New Salem, we learn, has been explicitly recast as a highly moralistic city, and witchcraft is illegal, and all but unknown (at least, openly.) It is also the home of a nascent movement for women's suffrage. In something of a reaction to this, the upcoming mayoral race features a reform-minded opponent, Gideon Hill, a slimy man who urges severe opposition to both women's suffrage and any trace of witchcraft.
The three sisters represent a version of the traditional maiden, mother, crone. James Juniper, the youngest, the wild girl, is the maiden; Agnes, pregnant out of wedlock, and the most traditionally beautiful, is the mother, and Beatrice, the eldest, and a Lesbian, is the crone.
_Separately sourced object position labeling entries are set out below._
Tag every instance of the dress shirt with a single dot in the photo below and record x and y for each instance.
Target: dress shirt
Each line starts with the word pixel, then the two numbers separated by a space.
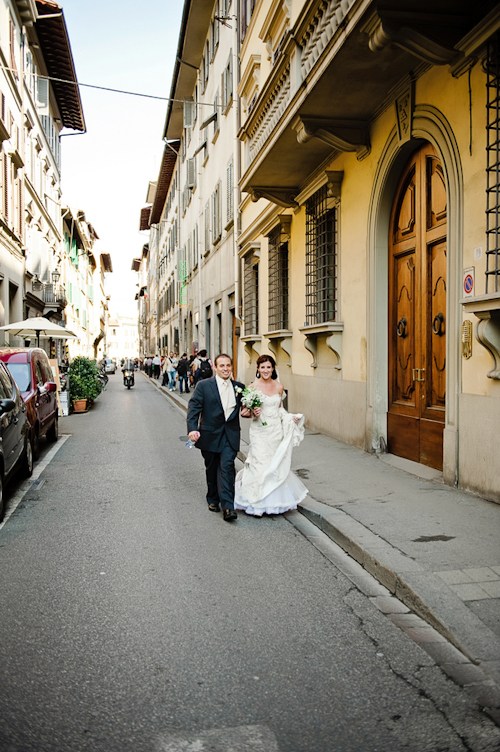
pixel 227 396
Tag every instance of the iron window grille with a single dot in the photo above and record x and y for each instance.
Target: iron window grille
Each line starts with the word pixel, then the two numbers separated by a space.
pixel 251 295
pixel 278 279
pixel 321 257
pixel 493 165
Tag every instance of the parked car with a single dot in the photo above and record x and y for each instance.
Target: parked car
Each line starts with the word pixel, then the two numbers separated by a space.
pixel 15 433
pixel 30 369
pixel 109 365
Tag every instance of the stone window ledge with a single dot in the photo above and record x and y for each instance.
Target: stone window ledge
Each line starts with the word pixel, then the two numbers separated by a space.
pixel 332 331
pixel 252 342
pixel 487 310
pixel 283 338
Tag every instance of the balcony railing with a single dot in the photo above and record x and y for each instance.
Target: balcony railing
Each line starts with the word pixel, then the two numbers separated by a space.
pixel 54 295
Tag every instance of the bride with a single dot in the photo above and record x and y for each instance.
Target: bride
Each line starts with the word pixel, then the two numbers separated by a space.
pixel 266 484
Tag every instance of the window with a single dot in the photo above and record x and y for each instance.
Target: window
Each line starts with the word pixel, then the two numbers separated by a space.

But these cliched roles are also questioned and examined, and each is given fuller agency than in traditional stories. Soon they are -- if somewhat tentatively -- working together. James Juniper joins the suffragist society, but quickly realizes they are somewhat hidebound, very cautious (especially about any hint of witchery), and racist to boot. The sisters form a new society, explicitly looking to restore witchcraft, at first by resurrecting, from old stories and oral traditions, as many spells (witch ways) as possible, eventually be seeking to restore the Tower of Avalon. Meanwhile Agnes is trying to find a way to keep her coming daughter safe, and to give her a chance at an independent life; while Beatrice is forging a tentative relationship with Cleopatra Quinn, a black journalist from New Cairo, the black neighborhood of New Salem. And Gideon Hill -- who, it is clear to readers from the jump, has his own dark magical abilities -- is trying to capture them and destroy them.
The novel gains momentum quickly. There are actually three climaxes, each very powerful, each of which brought tears to my eyes. The magic is convincingly and imaginatively described. There are truly wrenching sacrifices that must be made, which are not shied away from. The back story of the sisters in interesting and well revealed, and the back story of some other characters, Gideon Hill in particular, is also intriguing. I will say I didn't quite find James Juniper's character to come to life as fully as her two sisters; and Agnes' eventual love interest seems a bit convenient. The novel makes a brave attempt to engage with racial issues, and also LGBTQ+ issues -- sometimes this aspect seems a bit sketched in, a bit forced. (Though necessary to acknowledge.) All these are quibbles (and so too is my feeling that the denouement is somewhat of a letdown) -- for the most part The Once and Future Witches is exciting, tremendously moving, and earns its ending.